{Then you read a news headline and get a much-needed reality check and wipe those runny noses gratefully, of course.}
The thing about caring for sick kids, I've realized, is that it reduces your daily tasks down to the utmost of basics: keeping the children alive and caring for them tenderly and holding them and loving them and meeting their most basic needs. On the sickest of sickly days, there is little to no cooking to be done except the simplest of nourishing things. There are no big projects, and no extra cleaning or tidying gets done. The sewing projects or home improvement tasks are put aside. Work might have to be canceled to be made up later.

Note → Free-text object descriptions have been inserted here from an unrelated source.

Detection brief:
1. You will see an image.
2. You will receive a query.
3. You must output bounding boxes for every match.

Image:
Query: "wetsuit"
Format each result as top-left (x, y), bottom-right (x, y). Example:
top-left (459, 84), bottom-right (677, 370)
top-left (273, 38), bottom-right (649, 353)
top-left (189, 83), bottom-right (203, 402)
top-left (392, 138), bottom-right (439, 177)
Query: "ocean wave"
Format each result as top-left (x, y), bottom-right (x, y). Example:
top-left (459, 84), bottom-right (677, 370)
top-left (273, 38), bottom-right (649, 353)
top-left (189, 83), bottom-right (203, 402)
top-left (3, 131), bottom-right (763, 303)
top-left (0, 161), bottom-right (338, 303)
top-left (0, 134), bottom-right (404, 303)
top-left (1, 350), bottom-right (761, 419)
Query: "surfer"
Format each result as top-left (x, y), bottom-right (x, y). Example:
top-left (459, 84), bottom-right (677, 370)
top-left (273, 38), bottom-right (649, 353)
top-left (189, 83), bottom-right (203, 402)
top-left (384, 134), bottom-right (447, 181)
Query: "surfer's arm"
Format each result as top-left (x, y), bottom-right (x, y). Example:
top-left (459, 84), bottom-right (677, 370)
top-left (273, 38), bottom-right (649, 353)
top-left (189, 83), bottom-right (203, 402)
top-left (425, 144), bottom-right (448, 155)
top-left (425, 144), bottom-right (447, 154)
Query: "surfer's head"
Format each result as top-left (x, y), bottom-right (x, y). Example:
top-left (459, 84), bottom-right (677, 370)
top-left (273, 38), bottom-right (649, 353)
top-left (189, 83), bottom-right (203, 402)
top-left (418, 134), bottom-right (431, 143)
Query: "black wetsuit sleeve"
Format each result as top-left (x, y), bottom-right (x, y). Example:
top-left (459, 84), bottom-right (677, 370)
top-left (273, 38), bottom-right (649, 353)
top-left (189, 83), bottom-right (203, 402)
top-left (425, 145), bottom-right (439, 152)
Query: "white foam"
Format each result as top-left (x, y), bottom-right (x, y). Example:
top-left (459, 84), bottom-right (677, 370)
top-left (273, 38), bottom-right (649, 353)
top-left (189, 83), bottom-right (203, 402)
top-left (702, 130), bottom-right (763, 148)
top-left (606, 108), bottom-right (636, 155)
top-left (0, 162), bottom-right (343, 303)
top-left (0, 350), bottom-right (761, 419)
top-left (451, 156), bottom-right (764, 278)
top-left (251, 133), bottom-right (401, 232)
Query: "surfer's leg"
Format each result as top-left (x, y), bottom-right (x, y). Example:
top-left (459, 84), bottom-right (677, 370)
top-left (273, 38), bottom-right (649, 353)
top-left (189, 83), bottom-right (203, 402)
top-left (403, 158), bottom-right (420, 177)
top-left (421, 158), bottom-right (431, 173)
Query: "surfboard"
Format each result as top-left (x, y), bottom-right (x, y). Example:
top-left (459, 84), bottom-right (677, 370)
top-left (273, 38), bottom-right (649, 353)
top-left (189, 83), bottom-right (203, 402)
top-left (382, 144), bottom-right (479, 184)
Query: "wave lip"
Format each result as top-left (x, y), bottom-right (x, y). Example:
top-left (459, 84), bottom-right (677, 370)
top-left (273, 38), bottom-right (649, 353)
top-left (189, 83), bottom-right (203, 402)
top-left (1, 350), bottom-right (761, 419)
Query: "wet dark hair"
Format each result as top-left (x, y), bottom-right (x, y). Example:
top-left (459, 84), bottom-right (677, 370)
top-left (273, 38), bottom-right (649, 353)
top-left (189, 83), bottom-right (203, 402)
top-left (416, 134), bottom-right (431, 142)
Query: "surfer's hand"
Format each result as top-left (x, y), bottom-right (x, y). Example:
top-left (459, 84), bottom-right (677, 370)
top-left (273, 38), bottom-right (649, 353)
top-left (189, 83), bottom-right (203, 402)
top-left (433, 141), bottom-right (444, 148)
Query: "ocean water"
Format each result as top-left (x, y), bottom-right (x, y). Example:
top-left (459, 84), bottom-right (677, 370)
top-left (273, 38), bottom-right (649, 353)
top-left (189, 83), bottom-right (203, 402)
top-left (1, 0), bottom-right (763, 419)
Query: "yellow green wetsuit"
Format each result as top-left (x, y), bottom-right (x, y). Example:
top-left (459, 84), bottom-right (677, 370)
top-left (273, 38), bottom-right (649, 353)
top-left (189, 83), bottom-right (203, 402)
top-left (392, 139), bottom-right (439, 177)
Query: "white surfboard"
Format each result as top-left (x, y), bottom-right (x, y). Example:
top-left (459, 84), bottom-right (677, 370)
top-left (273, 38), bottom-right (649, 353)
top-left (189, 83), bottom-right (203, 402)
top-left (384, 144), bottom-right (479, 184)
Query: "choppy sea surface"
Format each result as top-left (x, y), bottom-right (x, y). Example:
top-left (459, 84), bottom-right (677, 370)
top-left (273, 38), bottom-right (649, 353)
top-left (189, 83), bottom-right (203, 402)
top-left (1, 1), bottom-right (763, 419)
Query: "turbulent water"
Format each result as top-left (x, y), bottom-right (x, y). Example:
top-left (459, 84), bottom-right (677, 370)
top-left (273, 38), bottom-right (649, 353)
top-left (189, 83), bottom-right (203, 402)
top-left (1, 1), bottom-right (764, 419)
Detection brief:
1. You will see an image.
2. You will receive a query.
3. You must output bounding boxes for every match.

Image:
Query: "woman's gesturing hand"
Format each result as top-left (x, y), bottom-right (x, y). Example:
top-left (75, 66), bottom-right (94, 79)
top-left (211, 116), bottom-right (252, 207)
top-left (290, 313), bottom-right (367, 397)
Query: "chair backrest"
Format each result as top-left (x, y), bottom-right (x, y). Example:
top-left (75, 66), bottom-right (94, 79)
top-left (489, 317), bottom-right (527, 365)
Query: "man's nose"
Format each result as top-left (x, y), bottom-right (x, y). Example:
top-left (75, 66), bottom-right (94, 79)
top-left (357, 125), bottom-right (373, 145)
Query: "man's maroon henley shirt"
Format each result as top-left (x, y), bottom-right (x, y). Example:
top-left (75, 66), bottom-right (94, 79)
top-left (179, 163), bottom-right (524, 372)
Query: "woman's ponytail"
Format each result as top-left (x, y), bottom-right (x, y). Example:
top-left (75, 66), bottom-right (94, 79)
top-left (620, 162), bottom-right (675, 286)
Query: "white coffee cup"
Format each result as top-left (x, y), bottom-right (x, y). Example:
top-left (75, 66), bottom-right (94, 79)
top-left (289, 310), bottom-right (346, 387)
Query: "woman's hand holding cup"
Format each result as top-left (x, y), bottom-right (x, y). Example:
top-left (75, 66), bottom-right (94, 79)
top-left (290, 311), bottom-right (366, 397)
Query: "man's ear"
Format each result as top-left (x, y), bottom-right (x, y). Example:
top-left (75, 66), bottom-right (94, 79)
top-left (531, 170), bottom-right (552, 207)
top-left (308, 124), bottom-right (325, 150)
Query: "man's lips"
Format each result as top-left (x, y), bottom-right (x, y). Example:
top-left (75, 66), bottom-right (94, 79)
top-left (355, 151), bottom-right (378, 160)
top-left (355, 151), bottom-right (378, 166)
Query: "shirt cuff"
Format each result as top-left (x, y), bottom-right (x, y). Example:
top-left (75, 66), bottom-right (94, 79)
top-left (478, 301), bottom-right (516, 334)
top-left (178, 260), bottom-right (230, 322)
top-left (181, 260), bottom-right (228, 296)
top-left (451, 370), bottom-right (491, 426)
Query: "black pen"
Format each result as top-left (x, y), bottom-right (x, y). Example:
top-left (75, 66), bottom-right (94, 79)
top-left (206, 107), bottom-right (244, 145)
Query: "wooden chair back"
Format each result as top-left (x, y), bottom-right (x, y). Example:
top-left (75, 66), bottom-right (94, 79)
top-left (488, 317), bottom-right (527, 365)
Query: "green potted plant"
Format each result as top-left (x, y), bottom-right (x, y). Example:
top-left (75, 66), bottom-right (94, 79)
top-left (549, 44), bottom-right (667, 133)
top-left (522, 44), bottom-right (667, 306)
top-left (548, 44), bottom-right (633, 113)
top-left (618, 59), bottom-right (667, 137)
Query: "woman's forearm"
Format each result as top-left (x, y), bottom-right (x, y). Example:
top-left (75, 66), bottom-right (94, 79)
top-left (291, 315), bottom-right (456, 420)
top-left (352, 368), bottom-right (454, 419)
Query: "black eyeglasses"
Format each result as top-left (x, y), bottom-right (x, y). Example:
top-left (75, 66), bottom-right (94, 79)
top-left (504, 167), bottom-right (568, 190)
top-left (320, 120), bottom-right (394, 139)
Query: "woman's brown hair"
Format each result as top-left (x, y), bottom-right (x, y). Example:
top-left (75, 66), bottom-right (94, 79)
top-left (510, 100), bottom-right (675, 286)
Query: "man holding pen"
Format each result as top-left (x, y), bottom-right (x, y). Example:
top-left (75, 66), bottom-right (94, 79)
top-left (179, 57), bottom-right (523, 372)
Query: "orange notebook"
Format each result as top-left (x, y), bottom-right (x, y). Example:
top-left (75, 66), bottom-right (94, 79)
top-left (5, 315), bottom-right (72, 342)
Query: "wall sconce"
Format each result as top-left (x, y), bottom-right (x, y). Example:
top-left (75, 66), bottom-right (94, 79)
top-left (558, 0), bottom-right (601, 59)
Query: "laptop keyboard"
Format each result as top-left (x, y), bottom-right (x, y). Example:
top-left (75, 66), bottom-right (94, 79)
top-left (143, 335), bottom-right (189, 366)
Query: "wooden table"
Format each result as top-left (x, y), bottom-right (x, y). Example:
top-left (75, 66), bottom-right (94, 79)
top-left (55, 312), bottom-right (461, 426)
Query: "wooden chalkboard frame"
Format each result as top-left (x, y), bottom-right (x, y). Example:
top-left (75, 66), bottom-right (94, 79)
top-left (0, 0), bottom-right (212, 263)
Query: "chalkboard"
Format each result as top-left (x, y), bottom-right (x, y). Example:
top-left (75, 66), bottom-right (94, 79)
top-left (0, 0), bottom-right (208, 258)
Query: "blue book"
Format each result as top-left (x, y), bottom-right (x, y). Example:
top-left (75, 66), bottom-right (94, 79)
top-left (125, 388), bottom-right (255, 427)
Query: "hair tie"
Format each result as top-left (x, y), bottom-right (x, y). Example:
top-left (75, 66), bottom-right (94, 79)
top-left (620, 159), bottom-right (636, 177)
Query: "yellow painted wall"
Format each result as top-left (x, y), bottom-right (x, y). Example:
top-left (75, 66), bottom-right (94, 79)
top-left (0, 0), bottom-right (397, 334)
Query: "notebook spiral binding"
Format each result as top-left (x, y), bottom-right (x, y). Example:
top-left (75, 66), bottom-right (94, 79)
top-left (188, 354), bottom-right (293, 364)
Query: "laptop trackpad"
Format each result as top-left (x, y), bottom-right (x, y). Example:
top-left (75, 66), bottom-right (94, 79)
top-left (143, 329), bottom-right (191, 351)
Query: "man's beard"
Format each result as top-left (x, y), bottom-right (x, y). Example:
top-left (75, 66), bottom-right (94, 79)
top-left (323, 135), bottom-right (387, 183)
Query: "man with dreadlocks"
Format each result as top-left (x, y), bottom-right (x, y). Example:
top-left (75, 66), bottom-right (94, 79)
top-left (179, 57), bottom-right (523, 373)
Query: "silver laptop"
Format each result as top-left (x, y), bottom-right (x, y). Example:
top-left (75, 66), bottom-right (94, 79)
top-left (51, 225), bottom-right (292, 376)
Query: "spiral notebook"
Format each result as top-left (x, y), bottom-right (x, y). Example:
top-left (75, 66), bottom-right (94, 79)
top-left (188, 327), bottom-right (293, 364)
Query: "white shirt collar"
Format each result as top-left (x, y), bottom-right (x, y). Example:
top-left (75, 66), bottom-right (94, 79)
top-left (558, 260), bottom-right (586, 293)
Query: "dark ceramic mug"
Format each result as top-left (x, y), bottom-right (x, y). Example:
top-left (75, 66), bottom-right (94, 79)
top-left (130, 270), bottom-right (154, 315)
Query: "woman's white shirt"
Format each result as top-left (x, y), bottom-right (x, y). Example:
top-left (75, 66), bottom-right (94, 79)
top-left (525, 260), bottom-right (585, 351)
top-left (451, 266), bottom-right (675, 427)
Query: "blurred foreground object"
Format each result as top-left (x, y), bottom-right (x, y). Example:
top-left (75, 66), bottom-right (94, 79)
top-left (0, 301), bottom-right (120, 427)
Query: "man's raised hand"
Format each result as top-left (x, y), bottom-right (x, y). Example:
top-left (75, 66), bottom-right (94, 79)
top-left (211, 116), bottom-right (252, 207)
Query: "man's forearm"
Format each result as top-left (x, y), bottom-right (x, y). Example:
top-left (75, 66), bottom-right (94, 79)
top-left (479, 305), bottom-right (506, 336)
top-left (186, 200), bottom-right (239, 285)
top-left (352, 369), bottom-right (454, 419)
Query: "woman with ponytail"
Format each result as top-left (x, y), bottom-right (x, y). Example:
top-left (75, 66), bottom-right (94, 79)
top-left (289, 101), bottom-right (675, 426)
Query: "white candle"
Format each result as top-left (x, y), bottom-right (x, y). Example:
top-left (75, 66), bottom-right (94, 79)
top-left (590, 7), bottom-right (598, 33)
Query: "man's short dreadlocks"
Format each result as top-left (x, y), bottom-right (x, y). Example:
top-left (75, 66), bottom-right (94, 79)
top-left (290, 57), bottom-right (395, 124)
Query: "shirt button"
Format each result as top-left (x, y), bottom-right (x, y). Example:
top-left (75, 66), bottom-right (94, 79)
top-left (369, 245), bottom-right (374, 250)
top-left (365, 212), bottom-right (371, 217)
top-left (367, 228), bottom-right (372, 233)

Fevered brows are felt and kissed, temperatures taken, natural healing remedies attempted. The entire household forgets what it's like to sleep at night, and longs for the days when the healthy baby only awakened every three hours all night long -- a luxury compared to both children's seemingly ceaseless wails throughout the long, sick nights.
In February, when the first bout of illness struck, the suitcases from our recent travels were left unpacked by the door for three days as I walked circles around the house to get the baby to sleep against my chest in the Ergo, wiped a toddler's runny nose 1,000 times and gently applied lotion to her chapped nose and lips despite her protests. There was no getting anything of substance done; all but the most necessary of work-related tasks were put on hold. No errands, no getting out of the house. No paychecks to show for my overtime mothering hours. My existence was reduced to the barest of minimums and by only the second day of the first bout of illness I was asking myself, "what is the MEANING of life?"
These minimal things don't feel easy to do. Sometimes, they feel really hard. It is hard to change sheets and launder them again and again. It is hard to hold children constantly for endless days. It is hard to wipe dribbling orifices and go without sleep night after night. It is hard to eventually succumb to illness yourself. But part of the hard-ness of it is the frustration of all the other things that aren't getting done.
And then my toddler would wrap her arms around my neck when I lifted her warm little body to carry her from the couch upstairs. "I love you so, so much, Mama," she'd croak, too sick even to whine very much at that point. Or the baby would snuggle close against me, finally relaxing into slumber as I held her upright so she could breathe clearly.
And I would remember that what felt to me like long days of nothingness was everything to these little ones.
{I call this art piece Disheveled Mother With Her Sickly Young}
I don't remember how clean my own mother kept the house when I was sick as a child. I don't know if she cooked elegant meals for the rest of the family downstairs when she was bringing me a piece of buttered toast in bed. What I do remember is how soothing her hands felt on my forehead, how good it felt to sink into a freshly made bed after the sheets had been changed for me, and the calming sound of her voice as she reassured me that all would be well again soon.
I don't have very much to show for this flu and cold season in our lives, but I have two children whose noses shall go on being wiped and whose hair shall go on being smoothed and who shall know that they are deeply loved. And perhaps that isn't such a small thing, after all.